My opinions on so many things have not changed, and yet my allegiances certainly have changed.  On this journey to health and wholeness, I have learned so many things.  A woman who allows herself to be mistreated WILL be mistreated, but a women who demands RESPECT will be respected.  Marriage doesn't supercede any command of Christ.  The apostle Paul may have lived at a crucial time in history and written a lot of letters to the early church which they treasured enough to preserve, but he is not infallible and he is not the Son of God.  That honor belongs to Jesus alone.

I have a friend who suffers from a passive-aggressive abusive husband.  She relied entirely on Joel and Kathy's teachings, which failed her.  She was unwilling to seek secular counseling, or even to understand that her husband's arrested development could not be overcome by sheer will power.  She refused to start on the path to independence; refused to turn her back on the doctrines that have created a largely dysfunctional family dynamic; refused to understand that while she is not responsible for her husband's abuse, she IS responsible for allowing herself to remain vulnerable to his abuse.  She is in the middle of a divorce she initiated (but only as a manipulative measure which back-fired), her children have all been forced to take sides, she has no way to provide for herself but government assistance and reliance on her abusive husband. It's pretty easy to see that this will not turn out well for her, at least it is plain to everyone BUT her.
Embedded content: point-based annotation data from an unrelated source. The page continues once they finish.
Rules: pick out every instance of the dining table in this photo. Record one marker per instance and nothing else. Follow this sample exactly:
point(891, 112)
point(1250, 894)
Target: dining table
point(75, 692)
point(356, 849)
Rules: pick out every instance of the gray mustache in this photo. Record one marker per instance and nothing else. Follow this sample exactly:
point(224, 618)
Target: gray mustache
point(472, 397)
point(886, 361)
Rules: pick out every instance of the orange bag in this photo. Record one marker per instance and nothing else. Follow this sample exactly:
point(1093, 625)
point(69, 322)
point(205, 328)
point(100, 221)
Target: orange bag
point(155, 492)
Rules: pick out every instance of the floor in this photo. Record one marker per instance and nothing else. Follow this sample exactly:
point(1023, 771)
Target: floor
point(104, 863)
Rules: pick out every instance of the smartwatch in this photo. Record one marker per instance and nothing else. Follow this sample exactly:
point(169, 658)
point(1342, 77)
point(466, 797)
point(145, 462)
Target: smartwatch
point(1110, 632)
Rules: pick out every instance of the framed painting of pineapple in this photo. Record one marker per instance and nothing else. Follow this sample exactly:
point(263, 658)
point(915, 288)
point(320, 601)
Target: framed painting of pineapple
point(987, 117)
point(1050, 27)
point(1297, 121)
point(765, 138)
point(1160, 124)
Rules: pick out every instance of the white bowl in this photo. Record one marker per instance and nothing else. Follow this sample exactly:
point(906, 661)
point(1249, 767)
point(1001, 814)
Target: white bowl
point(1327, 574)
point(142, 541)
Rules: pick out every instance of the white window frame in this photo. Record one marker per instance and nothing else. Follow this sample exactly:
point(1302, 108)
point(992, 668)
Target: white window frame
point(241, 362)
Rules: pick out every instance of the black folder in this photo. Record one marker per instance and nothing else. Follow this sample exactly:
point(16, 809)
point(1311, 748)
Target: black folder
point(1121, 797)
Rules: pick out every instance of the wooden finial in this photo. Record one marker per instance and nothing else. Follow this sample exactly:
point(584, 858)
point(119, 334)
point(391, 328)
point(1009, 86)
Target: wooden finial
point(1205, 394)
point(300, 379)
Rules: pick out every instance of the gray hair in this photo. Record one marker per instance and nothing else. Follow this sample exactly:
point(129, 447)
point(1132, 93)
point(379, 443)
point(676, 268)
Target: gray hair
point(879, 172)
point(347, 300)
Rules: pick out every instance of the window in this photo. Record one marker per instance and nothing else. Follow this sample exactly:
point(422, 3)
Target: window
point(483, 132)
The main difference between our stories is that I sought counseling from all kinds of sources till I found what actually worked for us.  I did not buy in to religious ideology as the key to a successful marriage.  I was willing to admit that after twenty years of following the religious advice devotedly, it was a bust. I was also more than willing to leave my husband if he found himself unable or unwilling to live the life of love I believe marriage should encompass.  I also accepted responsibility for the reality that I had *let* things get this bad by my "submission", so it wasn't all my husband's fault.  I recognized that my own PTSD issues were making healing the marriage difficult, so I got my own help for that too.  All the while, I never stopped insisting that I loved my husband, wanted the best for us both, and was willing to give him time (five years in fact) to get it together.  We are now in the fourth year, and things are steadily improving.

That's our journey, but I don't know how to help a young couple  steeped in fundamentalism to get out of the abuse trap, other than to recommend a visit to Life Skills International's web site. Does anyone else know of any truly useful resources for Christian marriages affected by abuse?